TE: “The fiddlehead signs. The signs with the fiddleheads on them!”
TT: “What the goldarn heck is a fiddlehead?”
TE: “It’s a young fern, sir. We eat them. They look like the ends of violins, (sheepishly) …kind of.”
TT: “Now yer jist pullin mah leg.”
TE: “No, honest!”
TT: “OK, Ah’ll jist look for the sign with the plant that looks like the end of a violin, then.”
TE: “Well, actually, sir, the signs don’t really look like that. They look like a medieval torture device.”
Hilarity ensues.
Even people who live here are confused. I don’t know how we expect tourists to figure it out.
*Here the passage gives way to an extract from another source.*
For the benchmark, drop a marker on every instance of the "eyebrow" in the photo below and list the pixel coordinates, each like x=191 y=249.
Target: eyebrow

* Of course, we also eat seaweed, so…
77
January 12, 2009 at 8:55 pm
I’m actually ok with this. For a change, tourism NB is actually doing SOMETHING, ANYTHING is an improvement.
I ranted about NB’s lack of marketing back in August, so I’ll take this over previous under-marketing.
NS has the Lighthouse trail, PEI has the Blue Heron Trail, so we need something besides the Acadian Coastal drive to nowhere. Perhaps when they complete the scenic road from St. Martins to Fundy, NB might have a fighting chance for some tourism dollars.
January 13, 2009 at 9:12 am
I figured Clayton would chime in. I was going to link to his post about Overwhelming Under-Marketing, but forgot, so I’m glad he did.